Total RNA was extracted from MCF-7 cells using TRIzol® reagent (Invitrogen; Thermo Fisher Scientific, Inc.), according to the manufacturer's instructions. Single-stranded cDNA was synthesized at 42°C for 30 min using the one-step cDNA synthesis kit (cat. no. 210210; Qiagen, Inc.). The following thermocycling conditions were used: 40 cycles of pre- denaturation at 95°C for 10 min, denaturation at 95°C for 30 sec, annealing at 60°C for 20 sec and extension at 72°C for 35 sec. The following primer sequences were used: miR-124 forward, 5′-ACGTTGTGTAGCTTATCAGACTG-3′ and reverse, 5′-AATGGTTGTTCTCCACACTCTC-3′; CD151 forward, 5′-ACAGCCTACATCCTGGTGGT-3′ and reverse, 5′-TTCTCCTTGAGCTCCGTGTT-3′; U6 forward, 5′-ATTGGAACGATACAGAGAAGATT-3′ and reverse, 5′-GGAACGCTTCACGAATTTG-3′; and GAPDH forward, 5′-ACAACTTTGGTATCGTGGAAGG-3′ and reverse, 5′-GCCATCACGCCACAGTTTC-3′. Relative expression levels were calculated using the 2−ΔΔCq method (43).

Western blotting

Anti-GPER rabbit polyclonal antibody (cat. no. D161727; 1:350), goat anti-rabbit IgG antibody (cat. no. D111018; 1:8,000), anti-matrix metalloproteinase (MMP)2 (cat. no. D161447; 1:500), anti-MMP9 (cat. no. D162000; 1:500) and anti-GAPDH (cat. no. D110016; 1:500) antibodies were purchased from Sangon Biotech Co., Ltd. Cells were washed with PBS and total proteins were lysed from the cells using SDS lysis buffer (Beyotime Institute of Biotechnology) supplemented with proteinase inhibitor cocktail (Sigma-Aldrich, Merck KGaA). Total protein was quantified using the bicinchoninic acid kit (Beyotime Institute of Biotechnology) and 40 µg protein/lane was fractionated with 8% SDS-PAGE. The separated proteins were subsequently transferred onto polyvinylidene fluoride membranes (EMD Millipore) and subsequently incubated in PBS 0.2% Tween-20 containing 5% skimmed milk powder for 60 min at room temperature to block non-specific binding. Following washing, the blots were incubated overnight at 4°C with anti-GPER rabbit polyclonal antibody and GAPDH (cat. no. D110016; 1:500; Sangon Biotech Co., Ltd.) was used as the reference protein. Subsequently, the membranes were washed with PBS Tween-20 and incubated with goat anti-rabbit IgG antibody for 2 h at room temperature. Protein bands were visualized using an enhanced chemiluminescence system ChemiDoc MP (Bio-Rad Laboratories, Inc.) and quantified using ImageJ software (version 1.46; National Institutes of Health).

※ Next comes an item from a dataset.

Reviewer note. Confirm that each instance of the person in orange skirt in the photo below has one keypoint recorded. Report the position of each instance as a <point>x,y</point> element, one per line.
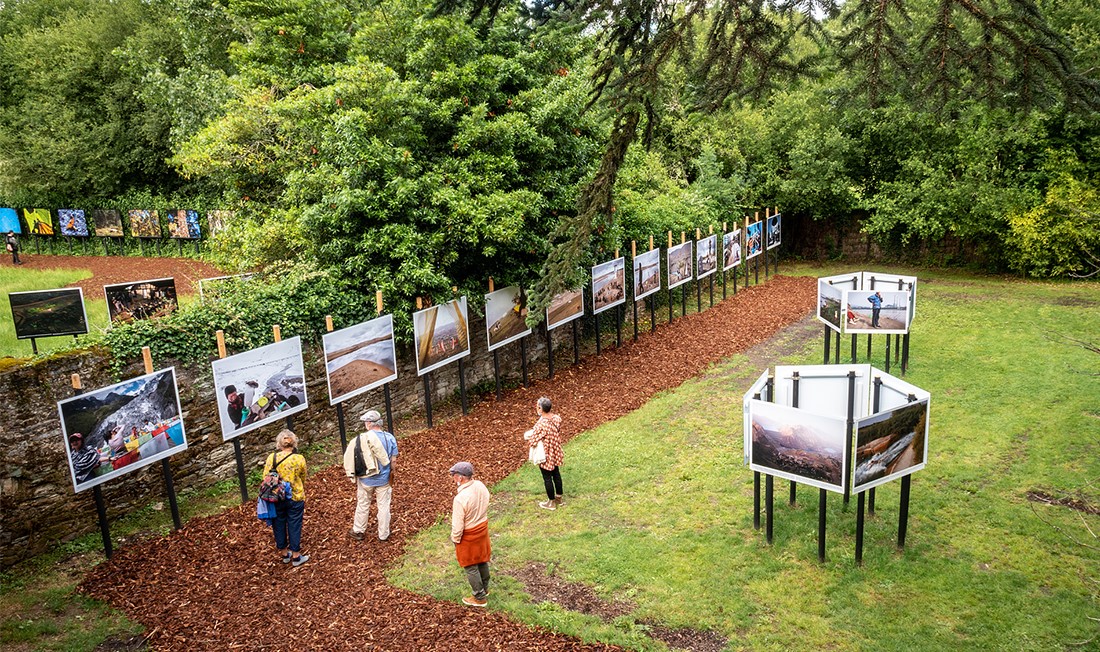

Dual-luciferase reporter assay

The target gene of miR-124 was predicted using the TargetScan database (http://www.targetscan.org/vert_71). A dual-luciferase reporter assay system (Promega Corporation) was used to detect luciferase activities, according to the manufacturer's instructions, using the Envision Multilabel Plate Reader (PerkinElmer, Inc.). The CD151 3′-untranslated region (UTR) was amplified from human cDNA by Shanghai GenePharma Co., Ltd., cloned into a pGL3 luciferase vector (Promega Corporation). The following sequences were used: i) Wild-type (WT) of CD151 3′-UTR forward, 5′-TCTAGAACCCAACTACTGAGCTGAGA-3′ and reverse, 5′-TCTAGAGTACAGCAGTGAACAAAACCA−3′; and ii) mutant type (MUT) of CD151 3′-UTR forward,5′-CTTCTTCCGAGTTTTGCTGCGCACCAATGC-3′ and reverse, 5′-AGCAAAACTCGGAAGAAGCTGCCTCTGAGGT-3′. Following seeding into 24-well plates and incubation overnight, cells were co-transfected with miR-124 mimic or mimic-NC for 48 h at 37°C, using Lipofectamine® 2000. The Renilla luciferase activities were normalized to the firefly luciferase activities to set the control samples for the transfection efficiency experiments. All experiments were performed in triplicate.

Statistical analysis

Statistical analysis was performed using GraphPad Prism 6.0 software. All experiments were performed in triplicate and data are presented as the mean ± standard deviation. Unpaired student's t-test was used to compare differences between two groups, while one way ANOVA and Tukey's post hoc test were used to compare differences between multiple groups. P<0.05 was considered to indicate a statistically significant difference.

Results

E2 induces miR-124 expression in MCF-7 cells

MCF-7 cells were treated with E2 at different time points and concentrations and miR-124 expression was detected. The results demonstrated that miR-124 expression significantly decreased following treatment with E2 compared with the control group (P<0.01, P<0.001; Fig. 1). The concentration of E2 was selected based on the lowest level of miR-124 expression. The dose-dependent experiments revealed that miR-124 expression considerably decreased in MCF-7 cells following treatment with 10 nM E2 for 8 h compared with the control group. Thus, 10 nM E2 was selected for subsequent experiments, which was in accordance with a previous study (44).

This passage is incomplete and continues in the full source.